Carnivore Recipes

Pita Bread

2 whole eggs

5 ounces cooked chicken, seasoned

½ cup water

1 Tbs gelatin

 

Sprinkle the gelatin over the water and let it bloom for 5 minutes.

Once the gelatin has bloomed, add all the ingredients to the blender and mix until smooth.

Preheat a non-stick pan to medium heat for a few minutes and add a little tallow or butter.

Pour out half the batter into the pan and let cook about 5 minutes. Carefully flip over and let finish cooking for about 1 minute. Repeat with remaining batter.

Enjoy with gyro meatballs!

 

 

Gyro Meatballs

1 pound ground beef

1 pound ground lamb

2 Tbs oregano

2 tsp salt

2 tsp garlic

2 tsp black pepper

1 whole egg

2 Tbs bone meal (optional)

1 scoop egg white powder (optional)

 

Preheat oven to 350 degrees.

Mix all ingredients in a large bowl until spices are thoroughly combined.

Shape into meatballs until all the mixture is used up.

Sear meatballs in a hot cast iron pan and finish cooking in the oven for about 20 minutes.

 

Chicken Rounds

Approx. 12-14 rounds, depending on size

12-14 ounces cooked chicken, dark or light meat (cooked any way)

4 whole eggs

½ tsp baking soda (optional)

½ tsp apple cider vinegar or white vinegar (optional)

¼-½ tsp salt

Preheat oven to 350 degrees.

Add eggs, baking soda, and vinegar to a blender or food processor and blend until mixed thoroughly. 

Slowly add in the cooked chicken while blending.

Keep adding chicken, stopping to stir as needed, until it looks like a thick batter. You may need more or less chicken depending on how your chicken was cooked.

Use a spoon to spread batter into flat rounds onto a parchment lined sheet pan.
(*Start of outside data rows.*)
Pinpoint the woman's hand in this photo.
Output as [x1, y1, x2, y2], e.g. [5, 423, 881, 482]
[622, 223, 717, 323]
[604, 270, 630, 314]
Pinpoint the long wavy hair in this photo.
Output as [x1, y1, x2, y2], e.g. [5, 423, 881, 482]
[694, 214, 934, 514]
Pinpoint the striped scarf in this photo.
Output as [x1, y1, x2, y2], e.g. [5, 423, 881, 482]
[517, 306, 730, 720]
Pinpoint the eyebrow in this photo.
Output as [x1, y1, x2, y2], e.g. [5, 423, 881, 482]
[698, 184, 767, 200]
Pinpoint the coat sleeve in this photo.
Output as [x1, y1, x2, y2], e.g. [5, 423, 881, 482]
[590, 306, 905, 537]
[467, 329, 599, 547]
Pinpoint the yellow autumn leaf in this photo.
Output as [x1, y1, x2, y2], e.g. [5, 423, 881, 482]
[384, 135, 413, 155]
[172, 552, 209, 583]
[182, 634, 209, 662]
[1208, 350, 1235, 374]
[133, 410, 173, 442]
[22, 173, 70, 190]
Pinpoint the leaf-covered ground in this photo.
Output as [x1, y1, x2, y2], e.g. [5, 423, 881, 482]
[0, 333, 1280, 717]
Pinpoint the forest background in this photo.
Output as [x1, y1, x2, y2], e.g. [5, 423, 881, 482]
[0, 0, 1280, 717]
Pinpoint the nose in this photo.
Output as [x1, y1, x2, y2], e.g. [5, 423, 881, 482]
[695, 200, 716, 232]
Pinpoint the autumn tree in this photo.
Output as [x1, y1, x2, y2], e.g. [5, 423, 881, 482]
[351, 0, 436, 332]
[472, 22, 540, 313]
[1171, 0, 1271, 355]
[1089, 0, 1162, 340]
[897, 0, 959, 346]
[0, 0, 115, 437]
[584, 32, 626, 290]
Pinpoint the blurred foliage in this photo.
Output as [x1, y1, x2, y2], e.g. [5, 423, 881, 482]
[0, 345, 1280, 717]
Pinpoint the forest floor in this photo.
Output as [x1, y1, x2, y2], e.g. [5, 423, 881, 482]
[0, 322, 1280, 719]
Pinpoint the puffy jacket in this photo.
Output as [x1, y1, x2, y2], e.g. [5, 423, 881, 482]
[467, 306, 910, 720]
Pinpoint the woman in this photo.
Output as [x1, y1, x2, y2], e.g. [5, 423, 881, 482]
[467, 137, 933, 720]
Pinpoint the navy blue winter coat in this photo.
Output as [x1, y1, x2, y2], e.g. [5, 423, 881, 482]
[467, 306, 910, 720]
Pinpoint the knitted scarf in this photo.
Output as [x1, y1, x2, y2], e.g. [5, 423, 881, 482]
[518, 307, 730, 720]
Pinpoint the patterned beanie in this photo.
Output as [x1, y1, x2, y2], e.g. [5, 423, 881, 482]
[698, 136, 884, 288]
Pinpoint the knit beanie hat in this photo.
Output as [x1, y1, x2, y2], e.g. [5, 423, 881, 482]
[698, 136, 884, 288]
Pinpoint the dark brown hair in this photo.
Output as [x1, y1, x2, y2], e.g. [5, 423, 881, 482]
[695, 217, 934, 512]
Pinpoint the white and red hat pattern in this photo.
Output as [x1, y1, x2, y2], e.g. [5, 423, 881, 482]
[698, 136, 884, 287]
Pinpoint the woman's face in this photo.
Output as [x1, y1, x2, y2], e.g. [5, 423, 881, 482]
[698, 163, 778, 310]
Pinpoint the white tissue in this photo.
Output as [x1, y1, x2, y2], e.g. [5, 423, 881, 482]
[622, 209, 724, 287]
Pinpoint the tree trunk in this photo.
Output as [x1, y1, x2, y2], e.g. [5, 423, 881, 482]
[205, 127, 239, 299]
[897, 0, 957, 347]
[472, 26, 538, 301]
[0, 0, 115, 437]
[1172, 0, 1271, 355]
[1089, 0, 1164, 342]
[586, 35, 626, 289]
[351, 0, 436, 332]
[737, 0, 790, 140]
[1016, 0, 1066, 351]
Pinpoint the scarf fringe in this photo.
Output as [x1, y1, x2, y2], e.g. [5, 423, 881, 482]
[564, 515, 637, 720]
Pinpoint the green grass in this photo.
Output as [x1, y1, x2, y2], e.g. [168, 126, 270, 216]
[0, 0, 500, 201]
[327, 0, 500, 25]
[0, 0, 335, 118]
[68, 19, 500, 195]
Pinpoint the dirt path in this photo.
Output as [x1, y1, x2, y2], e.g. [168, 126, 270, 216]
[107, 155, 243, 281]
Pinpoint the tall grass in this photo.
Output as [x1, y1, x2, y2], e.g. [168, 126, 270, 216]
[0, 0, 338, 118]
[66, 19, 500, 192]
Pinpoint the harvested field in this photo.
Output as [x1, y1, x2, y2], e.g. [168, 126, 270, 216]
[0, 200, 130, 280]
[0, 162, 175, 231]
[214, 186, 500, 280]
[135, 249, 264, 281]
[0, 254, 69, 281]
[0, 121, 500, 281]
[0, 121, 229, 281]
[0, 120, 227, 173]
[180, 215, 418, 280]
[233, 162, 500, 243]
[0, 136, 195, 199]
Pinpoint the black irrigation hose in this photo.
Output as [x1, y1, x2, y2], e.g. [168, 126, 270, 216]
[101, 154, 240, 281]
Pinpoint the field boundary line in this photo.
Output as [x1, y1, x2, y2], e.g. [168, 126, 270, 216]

They will not spread. You can also bake these in a whoopie pan pan. Feel free to make these as large or as small as you want.

Bake for 9-10 minutes. Let cool.

Store in an airtight container in the fridge for up to 1 week. These also freeze beautifully. Will last up to 6 months frozen if kept in an airtight container, otherwise they will get freezer burn after a couple months, if not stored properly.

 

Egg Noodles

1-2 servings

 

3 whole eggs

1/4 cup water

1 tsp gelatin

 

Blend all ingredients in a blender.

Cook batter in a lightly greased non-stick pan the same way you would cook a crepe. Keep cooking noodle crepes until all batter is used.

Let cool and slice into desired size.

Noodles are good for about 1 week in the fridge or at least 6 months in the freezer in an airtight container or bag.

When reheating, you can either saute in a pan with butter and seasonings, cook it into your sauce, or boil it for about 1 minute. Recipe can easily be doubled.